The births of Maren and Lee therefore take place under sentence, with the sins of the father determined as those of the son’s (and ditto for the mother). We know that violence is frequently learned through domestic modelling, and in Bones and All, implication directs the viewer towards some nebulous combination of nature and nurture. Again, the film’s cannibalistic conceit is both metaphor and model, only in this case for various forms of family trauma. 

Furthermore, this terrible bestowal is progressive. The urge to eat only grows stronger with time and, by extension, age. The destiny of Maren and Lee then is to become more like their monstrous parents. That very human horror (“I’m becoming my dad!”) is in this case rendered as actual horror. Russell and Chalamet are obviously young actors, but other supporting characters open that window to the future. 

The first comrade encountered by Maren is called Sully. This approaching-OAP ‘eater’ is all wrinkles, twisted smiles, and spit bubbles. He dresses like a fisherman and sports a greasy pony-tail. I will also say that almost every single phrase, even word, out his mouth induces a kind of creeping nausea. Sully, brilliantly played by Mark Rylance, manages to be both infantile and aged, tender and spiteful, doddering and violent, a khaki vest stuffed with human foibles, all so exaggerated and misshapen as to become terrifying. 
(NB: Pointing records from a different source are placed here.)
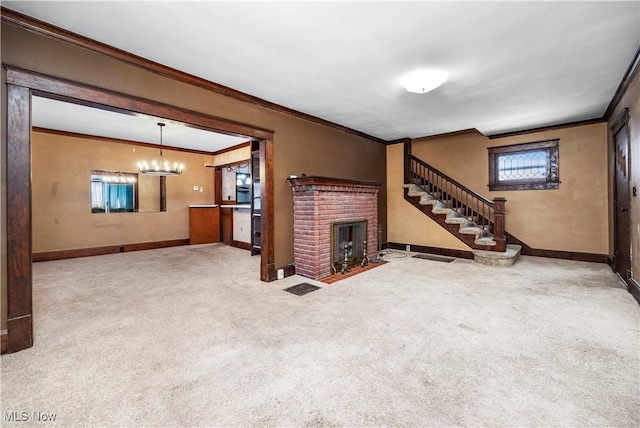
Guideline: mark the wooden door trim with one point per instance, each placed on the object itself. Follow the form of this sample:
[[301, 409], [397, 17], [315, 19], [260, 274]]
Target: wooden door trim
[[621, 123], [21, 86]]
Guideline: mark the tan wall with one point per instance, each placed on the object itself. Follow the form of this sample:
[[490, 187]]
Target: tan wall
[[299, 145], [61, 194], [571, 218], [631, 100], [233, 156]]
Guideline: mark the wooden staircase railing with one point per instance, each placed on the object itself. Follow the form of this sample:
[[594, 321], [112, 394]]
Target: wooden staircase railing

Later, Lee and Maren spend an evening drinking lakeside with two other middle-aged ‘eaters’, Jake and Brad. As the camera traces these men, their faces constantly remoulded by the flicker cast off the campfire, they each become something primal – teeth filed into points, limp stringy hair, and constant looks of hunger

Jake is played by Michael Stuhlbarg, another Guadagnino veteran; you might remember him as Elio’s father in Call Me By Your Name. One feels a deep discomfort in watching Stuhlbarg share cannibal life advice with Chalamet, as it becomes ghastly parody of the scene in which Mr. Perlman comforts his heartbroken son. 

In all three instances, (and in the brief case of Maren’s mother) the ‘eaters’ have done enough, have committed enough, that they seem to have relinquished some essential grasp on personhood. Or, perhaps, cut-off for long enough from society they now themselves travesty, rather than inhabit, humanity. At any rate, it is clear that some combination of trauma, abject isolation, and ravaging time, has created cautionary monsters.

What I appreciated most about Bones and All was its sincerity. The film took its cannibalism just as seriously as it took its love story. To simultaneously hold before the lens two things which seem (and almost certainly are) in contradiction requires a genuine artistic bravery. Timothée Chalamet naturally deserves similar praise – to be possibly the biggest movie star in the world and still go in search of the outsider character is a rare thing. 

This, however, ends up presenting an unavoidable and insurmountable difficulty for the film, a problem without a solution. For the audience, there is an implicit tension between the unique shininess of Chalamet’s star and the dark vacuum of Lee. In a sense, Chalamet is too big for the narrow fictional world which he is trying to inhabit. Following the dictum of showing rather than telling, it might be worth remembering that the Milan premiere of Bones and All was shut down by police after his fans almost stormed the place. 

Technically and creatively, Bones and All is in safe hands. After all, Guadagnino is an auteur; defined here as being bearded and generally looking like Raputin. And the performances are wonderful. Watching Taylor Russell thaw provides one of the film’s few moments of sunlight – for a little while one can even forget her dietary habits. Chalamet is also great, bringing to this role what he does to all his roles: >15% of Hamlet. 

To be honest, I am still unsure how much I liked the film, whether I liked the film. I have never acquired the taste (as it were) for horror, and a large part of me rebels at using the word “enjoyed” in relation to cannibalism. Perhaps the right word is “memorable”, perhaps it is “weird”, perhaps some combination thereof – “wemorable”? 

At any rate, in our cinematic mainstream bleached like coral by the depredations of the superhero franchise, there is something bracing about a film so seriously weird and serious in its weirdness.